KAREN ASUNCION: I can’t, you know, speak for any other airline but United Airlines employees. They’re very cynical. They’re very mistrusting of management, and they put their heart and soul into, you know, making this airline work and succeed, and right now they’re just tired. It’s like they’ve been beaten with a stick, and they just can’t go any more. You know, they can’t continue to work like that.

ELIZABETH BRACKETT: Labor peace was shattered in January when united asked its retirees to pay substantially more for their health benefits. Thousands of employees, including 2,500 flight attendants, took the company’s offer of early retirement last year primarily to protect those health benefits. Now they are furious. Flight attendants were so angry about the proposed health benefit cutbacks for retirees, they picketed the launch of Ted with signs that read “chea-Ted.” The president of the flight attendants union, Greg Davidowitch, says workers feel they were double-crossed by management.
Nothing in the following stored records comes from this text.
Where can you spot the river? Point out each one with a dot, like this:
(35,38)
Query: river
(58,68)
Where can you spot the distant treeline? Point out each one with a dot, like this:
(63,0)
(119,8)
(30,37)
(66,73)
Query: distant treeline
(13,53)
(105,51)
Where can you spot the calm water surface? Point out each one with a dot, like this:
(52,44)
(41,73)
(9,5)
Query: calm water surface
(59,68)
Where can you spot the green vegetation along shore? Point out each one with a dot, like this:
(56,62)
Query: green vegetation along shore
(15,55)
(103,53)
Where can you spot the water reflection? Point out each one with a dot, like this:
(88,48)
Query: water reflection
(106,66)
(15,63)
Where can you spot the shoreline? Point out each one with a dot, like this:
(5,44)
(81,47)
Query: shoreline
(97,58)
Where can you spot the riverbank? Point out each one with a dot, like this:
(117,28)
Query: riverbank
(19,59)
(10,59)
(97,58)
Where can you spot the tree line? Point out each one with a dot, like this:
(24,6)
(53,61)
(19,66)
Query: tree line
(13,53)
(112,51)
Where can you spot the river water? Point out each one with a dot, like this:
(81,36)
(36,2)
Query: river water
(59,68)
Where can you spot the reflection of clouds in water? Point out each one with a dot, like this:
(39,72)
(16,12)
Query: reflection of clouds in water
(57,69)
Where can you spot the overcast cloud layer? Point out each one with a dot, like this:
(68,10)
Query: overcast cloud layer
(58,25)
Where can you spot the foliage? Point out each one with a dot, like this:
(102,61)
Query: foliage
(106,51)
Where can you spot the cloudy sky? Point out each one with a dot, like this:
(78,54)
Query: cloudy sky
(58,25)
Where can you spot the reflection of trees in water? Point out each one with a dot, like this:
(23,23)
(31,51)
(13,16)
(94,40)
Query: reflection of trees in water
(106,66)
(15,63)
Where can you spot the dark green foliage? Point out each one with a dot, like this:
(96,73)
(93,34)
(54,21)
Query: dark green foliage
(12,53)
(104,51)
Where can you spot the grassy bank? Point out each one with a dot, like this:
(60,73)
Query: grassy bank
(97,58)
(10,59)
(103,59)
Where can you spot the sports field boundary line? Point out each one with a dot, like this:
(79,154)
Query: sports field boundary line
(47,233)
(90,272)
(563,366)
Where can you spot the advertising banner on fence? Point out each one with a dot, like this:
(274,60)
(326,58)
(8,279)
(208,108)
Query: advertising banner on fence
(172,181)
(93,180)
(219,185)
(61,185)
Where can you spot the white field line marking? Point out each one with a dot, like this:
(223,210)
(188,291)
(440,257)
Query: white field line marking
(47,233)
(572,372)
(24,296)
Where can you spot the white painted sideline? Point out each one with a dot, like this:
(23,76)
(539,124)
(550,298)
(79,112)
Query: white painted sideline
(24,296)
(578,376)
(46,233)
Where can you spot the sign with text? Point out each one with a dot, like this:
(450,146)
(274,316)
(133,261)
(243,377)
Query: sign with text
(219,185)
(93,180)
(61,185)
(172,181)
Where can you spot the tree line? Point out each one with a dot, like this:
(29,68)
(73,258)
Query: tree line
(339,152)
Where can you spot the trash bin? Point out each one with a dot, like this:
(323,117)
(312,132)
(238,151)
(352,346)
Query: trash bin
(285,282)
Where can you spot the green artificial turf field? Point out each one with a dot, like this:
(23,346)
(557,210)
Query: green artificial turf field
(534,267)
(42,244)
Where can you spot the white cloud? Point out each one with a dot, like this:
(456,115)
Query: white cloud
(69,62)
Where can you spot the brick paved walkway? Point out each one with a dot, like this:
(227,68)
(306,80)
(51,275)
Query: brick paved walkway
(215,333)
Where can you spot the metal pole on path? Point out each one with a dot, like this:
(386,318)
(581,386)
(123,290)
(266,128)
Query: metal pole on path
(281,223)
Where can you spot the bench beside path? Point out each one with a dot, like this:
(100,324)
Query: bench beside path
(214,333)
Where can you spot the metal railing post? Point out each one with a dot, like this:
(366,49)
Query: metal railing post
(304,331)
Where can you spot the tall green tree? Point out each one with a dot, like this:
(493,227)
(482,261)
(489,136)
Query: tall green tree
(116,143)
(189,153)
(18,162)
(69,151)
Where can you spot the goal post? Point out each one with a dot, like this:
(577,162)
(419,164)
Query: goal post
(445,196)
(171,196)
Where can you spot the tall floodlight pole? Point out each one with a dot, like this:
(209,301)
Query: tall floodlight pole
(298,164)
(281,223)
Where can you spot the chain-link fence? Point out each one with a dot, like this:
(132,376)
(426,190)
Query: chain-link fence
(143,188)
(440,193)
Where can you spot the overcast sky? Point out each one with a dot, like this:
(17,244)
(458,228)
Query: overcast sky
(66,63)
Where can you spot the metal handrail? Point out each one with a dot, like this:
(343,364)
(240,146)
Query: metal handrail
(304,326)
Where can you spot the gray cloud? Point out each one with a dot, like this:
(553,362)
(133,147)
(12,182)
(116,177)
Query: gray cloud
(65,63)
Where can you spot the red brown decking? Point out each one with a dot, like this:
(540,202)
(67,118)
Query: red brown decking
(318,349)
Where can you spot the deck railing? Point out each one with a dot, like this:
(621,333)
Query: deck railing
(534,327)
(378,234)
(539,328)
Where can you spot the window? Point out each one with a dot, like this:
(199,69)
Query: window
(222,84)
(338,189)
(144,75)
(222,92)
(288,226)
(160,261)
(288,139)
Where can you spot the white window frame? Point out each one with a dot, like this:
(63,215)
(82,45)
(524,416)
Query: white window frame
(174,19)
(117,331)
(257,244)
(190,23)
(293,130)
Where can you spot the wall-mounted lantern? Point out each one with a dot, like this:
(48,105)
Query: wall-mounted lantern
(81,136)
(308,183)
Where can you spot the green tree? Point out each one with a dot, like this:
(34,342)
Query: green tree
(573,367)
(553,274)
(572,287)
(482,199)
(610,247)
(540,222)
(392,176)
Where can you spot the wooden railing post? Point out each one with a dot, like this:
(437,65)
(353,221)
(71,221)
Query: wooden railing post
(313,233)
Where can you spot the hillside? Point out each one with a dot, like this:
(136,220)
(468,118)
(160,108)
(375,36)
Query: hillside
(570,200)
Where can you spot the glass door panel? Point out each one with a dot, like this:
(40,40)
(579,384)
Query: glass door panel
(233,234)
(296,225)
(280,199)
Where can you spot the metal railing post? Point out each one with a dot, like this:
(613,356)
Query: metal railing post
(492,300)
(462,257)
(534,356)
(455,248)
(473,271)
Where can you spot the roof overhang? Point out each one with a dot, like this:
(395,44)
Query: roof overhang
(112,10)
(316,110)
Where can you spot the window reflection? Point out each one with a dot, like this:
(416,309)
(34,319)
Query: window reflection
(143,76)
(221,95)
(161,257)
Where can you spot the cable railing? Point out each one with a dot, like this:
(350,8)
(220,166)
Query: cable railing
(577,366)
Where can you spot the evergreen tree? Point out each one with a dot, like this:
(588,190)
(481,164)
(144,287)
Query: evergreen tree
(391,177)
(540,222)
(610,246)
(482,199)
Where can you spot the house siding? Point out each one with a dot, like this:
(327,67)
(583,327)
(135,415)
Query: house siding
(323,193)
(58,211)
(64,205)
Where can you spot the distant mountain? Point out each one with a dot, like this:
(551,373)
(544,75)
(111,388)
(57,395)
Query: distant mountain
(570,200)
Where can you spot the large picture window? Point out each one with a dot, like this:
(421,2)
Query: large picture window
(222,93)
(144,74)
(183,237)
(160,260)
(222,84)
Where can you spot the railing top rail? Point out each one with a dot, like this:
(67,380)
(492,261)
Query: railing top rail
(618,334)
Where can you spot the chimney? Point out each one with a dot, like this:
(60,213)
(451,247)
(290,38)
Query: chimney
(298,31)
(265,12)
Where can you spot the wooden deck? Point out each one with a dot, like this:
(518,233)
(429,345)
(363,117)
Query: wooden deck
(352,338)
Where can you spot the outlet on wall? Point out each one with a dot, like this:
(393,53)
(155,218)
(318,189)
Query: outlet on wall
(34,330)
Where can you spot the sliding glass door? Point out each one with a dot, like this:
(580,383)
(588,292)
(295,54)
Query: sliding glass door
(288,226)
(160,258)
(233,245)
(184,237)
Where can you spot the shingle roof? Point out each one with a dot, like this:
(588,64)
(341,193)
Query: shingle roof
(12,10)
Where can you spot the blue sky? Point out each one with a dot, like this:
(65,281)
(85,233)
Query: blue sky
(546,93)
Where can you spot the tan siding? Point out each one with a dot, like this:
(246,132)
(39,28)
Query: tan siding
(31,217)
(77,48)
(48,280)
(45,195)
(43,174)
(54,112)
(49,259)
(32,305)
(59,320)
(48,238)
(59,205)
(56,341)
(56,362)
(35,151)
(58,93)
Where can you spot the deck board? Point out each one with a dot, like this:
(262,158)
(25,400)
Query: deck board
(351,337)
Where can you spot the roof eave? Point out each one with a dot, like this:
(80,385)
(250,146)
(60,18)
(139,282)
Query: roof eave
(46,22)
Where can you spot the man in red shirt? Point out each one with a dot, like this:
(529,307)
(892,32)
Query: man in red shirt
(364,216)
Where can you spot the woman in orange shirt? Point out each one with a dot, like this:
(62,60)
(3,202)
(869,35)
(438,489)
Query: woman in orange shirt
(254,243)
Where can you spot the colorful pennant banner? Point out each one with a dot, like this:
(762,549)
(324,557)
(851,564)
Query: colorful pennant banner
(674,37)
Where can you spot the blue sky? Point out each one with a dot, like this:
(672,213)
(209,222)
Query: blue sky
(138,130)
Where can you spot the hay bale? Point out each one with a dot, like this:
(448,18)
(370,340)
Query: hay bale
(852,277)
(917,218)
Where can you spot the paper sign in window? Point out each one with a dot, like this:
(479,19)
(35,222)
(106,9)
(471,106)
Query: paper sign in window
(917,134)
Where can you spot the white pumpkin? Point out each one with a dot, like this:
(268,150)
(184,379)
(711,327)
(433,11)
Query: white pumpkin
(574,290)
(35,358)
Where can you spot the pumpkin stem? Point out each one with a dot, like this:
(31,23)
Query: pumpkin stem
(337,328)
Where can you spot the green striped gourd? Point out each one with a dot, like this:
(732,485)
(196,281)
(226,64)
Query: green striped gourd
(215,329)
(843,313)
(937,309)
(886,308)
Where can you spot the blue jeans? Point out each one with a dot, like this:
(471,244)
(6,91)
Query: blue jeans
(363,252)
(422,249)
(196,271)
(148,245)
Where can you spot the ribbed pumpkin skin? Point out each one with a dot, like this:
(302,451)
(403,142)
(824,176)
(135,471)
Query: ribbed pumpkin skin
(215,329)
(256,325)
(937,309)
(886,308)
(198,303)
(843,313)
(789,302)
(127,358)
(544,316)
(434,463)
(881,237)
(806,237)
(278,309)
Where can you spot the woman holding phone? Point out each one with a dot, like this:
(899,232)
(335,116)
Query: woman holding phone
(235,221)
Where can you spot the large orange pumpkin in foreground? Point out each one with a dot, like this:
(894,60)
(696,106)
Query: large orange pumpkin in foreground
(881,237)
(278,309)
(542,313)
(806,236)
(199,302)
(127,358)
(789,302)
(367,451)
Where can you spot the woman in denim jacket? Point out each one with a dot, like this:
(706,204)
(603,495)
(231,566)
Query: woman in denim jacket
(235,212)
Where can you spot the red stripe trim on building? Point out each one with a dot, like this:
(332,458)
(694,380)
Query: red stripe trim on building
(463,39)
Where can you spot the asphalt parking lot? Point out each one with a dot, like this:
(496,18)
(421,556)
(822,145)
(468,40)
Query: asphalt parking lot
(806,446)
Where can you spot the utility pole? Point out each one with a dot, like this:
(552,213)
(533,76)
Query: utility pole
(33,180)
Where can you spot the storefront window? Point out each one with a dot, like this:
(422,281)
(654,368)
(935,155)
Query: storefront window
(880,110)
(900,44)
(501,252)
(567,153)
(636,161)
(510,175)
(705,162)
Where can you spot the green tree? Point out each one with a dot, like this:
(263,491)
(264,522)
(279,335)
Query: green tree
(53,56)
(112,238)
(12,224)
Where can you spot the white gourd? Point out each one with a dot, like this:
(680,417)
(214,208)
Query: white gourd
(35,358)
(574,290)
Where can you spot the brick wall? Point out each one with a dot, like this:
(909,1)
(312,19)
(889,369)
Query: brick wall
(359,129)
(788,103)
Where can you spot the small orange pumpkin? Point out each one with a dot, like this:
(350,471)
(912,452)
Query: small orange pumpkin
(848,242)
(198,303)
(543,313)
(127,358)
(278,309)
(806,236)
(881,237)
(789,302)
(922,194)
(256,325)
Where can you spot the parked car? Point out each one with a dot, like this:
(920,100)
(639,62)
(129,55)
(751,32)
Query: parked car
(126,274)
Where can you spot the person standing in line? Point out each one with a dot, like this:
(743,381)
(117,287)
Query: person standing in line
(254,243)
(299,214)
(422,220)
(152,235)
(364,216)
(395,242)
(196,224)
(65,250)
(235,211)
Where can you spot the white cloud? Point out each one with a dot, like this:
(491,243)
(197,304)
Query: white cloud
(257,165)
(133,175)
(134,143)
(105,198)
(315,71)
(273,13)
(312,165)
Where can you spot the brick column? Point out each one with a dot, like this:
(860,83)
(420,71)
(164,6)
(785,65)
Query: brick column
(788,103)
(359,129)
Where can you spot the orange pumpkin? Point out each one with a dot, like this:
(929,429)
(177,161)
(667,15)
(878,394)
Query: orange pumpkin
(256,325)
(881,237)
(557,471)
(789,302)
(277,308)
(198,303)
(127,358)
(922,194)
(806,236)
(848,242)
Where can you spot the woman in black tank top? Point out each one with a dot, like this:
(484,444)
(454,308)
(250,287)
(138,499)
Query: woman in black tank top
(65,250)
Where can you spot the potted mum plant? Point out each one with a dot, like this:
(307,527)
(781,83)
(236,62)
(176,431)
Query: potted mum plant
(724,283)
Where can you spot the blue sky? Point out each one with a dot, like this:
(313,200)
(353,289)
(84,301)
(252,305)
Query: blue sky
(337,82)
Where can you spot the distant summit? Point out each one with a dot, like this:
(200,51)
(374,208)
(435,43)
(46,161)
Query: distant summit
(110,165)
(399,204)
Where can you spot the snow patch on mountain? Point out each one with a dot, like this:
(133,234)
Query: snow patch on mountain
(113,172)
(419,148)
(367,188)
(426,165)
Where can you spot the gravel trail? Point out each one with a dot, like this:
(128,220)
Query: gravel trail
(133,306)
GREG DAVIDOWITCH: I think the company lied to us. I think 2,500 people believed something to be true prior to July 1, and they made a decision upon what they believed– not ten people, not 20 people, not a hundred people; 2,500 people believed that if they left prior to July 1, their medical benefits were going to be protected, only to find out in short order that that was not true, and I would call that a lie.

PETER McDONALD: We didn’t double-cross anyone. We were very clear from the outset, going back to the time we filed our case, that we may have to restructure our retiree medical benefits. What’s important here is that these savings through the restructuring of the retiree medical benefits is absolutely essential to our emergence, okay? And unless we have a healthy United Airlines, we’re not going to be able to provide pensions or retiree medical.

ELIZABETH BRACKETT: A court-appoint monitor found that united did not mislead employees and did not make the decision to ask for cuts in retirees’ benefits until six months after the July 1 retirement date. But the court noted an unfortunate failure to communicate between United and the flight attendants. And the bankruptcy judge warned that there has to be an effective working relationship between the company and its workers if the airline is to emerge from bankruptcy.